1. A psicanálise no nosso continente foi construída a partir de uma base conceitual científica europeia. Qual é a sua visão histórica sobre o movimento psicanalítico na América Latina? Quais são os impactos do contexto latino-americano que você percebe nas instituições de psicanálise e em seus institutos de formação?
Penso que, antes de me referir à base conceitual, devo sublinhar que a psicanálise latino-americana nasceu graças à força e ao impulso dos pioneiros, aos quais se somaram os analistas que emigraram forçosamente de uma Europa dizimada pelo nazismo aos primeiros psicanalistas provenientes da psiquiatria, Pedagogia e outros campos das ciências sociais.

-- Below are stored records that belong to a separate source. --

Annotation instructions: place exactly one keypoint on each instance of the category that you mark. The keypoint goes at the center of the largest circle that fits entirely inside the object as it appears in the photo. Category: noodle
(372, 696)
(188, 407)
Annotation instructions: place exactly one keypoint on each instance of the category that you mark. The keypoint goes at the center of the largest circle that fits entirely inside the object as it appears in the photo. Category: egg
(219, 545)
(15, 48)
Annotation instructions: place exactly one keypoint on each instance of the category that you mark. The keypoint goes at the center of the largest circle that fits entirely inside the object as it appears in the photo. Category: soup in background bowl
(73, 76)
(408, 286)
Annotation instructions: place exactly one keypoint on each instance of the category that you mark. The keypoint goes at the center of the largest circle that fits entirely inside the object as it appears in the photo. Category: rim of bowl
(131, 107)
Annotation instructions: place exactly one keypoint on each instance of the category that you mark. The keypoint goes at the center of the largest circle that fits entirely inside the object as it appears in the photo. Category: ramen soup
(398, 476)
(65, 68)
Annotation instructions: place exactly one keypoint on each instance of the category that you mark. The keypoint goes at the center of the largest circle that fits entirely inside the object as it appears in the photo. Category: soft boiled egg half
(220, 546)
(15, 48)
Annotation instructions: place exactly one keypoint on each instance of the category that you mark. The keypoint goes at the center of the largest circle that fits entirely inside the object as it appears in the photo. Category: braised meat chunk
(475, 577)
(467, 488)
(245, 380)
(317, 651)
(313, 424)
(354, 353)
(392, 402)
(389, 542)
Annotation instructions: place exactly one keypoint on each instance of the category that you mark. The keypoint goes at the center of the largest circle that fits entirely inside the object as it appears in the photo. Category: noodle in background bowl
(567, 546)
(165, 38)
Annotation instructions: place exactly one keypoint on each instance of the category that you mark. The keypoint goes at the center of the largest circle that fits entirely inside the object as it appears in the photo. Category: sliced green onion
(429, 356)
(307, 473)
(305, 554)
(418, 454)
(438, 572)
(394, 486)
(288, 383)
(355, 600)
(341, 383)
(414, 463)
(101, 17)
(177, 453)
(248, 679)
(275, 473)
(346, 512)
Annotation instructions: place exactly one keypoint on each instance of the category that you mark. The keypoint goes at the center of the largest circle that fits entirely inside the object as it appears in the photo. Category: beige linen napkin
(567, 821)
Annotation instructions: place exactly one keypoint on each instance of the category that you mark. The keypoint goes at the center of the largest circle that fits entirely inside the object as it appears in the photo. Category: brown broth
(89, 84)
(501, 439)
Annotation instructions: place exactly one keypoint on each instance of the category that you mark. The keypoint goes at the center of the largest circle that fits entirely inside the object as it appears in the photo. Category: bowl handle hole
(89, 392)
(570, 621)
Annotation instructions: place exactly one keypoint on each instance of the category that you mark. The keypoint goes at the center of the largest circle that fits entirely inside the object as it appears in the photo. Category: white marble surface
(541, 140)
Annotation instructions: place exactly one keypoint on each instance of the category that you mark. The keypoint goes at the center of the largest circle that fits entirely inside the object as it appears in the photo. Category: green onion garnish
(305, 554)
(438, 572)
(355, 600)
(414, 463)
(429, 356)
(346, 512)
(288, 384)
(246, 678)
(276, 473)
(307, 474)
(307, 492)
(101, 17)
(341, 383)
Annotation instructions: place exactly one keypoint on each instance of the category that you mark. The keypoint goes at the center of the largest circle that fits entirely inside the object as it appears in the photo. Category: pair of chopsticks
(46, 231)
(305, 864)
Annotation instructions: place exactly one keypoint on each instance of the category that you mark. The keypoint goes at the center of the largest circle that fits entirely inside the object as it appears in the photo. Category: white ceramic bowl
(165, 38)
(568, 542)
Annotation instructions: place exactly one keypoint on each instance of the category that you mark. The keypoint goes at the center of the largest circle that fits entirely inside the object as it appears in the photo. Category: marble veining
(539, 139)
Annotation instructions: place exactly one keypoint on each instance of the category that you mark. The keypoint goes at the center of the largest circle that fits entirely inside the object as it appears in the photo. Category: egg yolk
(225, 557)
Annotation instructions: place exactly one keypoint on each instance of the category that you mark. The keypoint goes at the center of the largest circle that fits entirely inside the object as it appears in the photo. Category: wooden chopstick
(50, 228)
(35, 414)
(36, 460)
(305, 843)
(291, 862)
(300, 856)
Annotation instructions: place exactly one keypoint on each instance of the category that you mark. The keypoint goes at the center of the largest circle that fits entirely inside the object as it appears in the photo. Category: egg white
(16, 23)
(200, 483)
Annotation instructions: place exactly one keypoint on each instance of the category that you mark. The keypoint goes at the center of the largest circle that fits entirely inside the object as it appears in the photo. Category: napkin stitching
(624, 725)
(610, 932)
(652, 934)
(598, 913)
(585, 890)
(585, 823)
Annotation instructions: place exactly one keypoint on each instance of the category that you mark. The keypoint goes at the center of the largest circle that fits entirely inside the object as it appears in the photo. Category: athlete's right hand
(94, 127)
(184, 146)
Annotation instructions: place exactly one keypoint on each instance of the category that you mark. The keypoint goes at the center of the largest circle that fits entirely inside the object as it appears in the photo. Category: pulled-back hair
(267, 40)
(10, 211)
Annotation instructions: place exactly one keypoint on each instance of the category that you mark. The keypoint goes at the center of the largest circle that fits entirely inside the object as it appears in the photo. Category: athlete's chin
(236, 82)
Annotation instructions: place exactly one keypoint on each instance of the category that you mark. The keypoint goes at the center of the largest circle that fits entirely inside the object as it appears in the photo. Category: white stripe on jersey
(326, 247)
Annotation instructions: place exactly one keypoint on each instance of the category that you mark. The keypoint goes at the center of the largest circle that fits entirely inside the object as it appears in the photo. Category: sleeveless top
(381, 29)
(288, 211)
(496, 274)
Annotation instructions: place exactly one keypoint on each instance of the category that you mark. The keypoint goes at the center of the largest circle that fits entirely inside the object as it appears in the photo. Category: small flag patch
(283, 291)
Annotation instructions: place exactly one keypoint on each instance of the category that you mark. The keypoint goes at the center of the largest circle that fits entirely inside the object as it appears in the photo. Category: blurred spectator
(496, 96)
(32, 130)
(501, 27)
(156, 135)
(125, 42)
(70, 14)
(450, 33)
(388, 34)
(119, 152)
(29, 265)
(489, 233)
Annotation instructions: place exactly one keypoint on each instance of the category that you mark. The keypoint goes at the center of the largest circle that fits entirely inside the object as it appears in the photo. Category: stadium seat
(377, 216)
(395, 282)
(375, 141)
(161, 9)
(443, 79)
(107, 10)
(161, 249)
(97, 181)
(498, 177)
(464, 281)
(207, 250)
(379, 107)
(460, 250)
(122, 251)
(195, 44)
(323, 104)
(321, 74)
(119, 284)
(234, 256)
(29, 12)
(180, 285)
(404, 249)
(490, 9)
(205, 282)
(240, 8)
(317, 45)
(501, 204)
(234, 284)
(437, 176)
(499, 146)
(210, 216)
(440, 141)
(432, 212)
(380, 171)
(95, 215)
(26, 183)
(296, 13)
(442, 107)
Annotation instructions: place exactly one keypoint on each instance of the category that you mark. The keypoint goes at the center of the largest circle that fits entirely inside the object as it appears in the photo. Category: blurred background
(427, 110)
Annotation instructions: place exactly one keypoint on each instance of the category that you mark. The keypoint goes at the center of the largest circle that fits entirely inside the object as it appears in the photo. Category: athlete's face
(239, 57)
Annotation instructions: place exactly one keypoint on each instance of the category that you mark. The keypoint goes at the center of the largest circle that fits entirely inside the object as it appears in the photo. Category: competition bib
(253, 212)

A primeira sociedade da API, a APA, fundada em Buenos Aires em 1942, é um bom exemplo do que acabei de dizer, uma vez que os membros fundadores foram Angel Garma (espanhol, que veio da Alemanha) Celes Cárcamo (argentino, que Eu havia treinado em Paris), Arnaldo Rascovsky, Enrique Pichon Rivièrey Marie Langer, (austríaca, que chegou naquele ano na Argentina).
A propósito, a base conceitual inicial era européia, centrada em Freud, não poderia ter sido de outra maneira. Então, e com base nos trabalhos de Melanie Klein e também de Anna Freud, a psicanálise de crianças teve um desenvolvimento tão importante em toda a América Latina que ainda surpreende os estudiosos de ciências sociais. Arminda Aberastury foi a pioneira mais proeminente nessa área na região e, portanto, a análise das crianças teve uma grande influência na pediatria, educação e cultura em geral.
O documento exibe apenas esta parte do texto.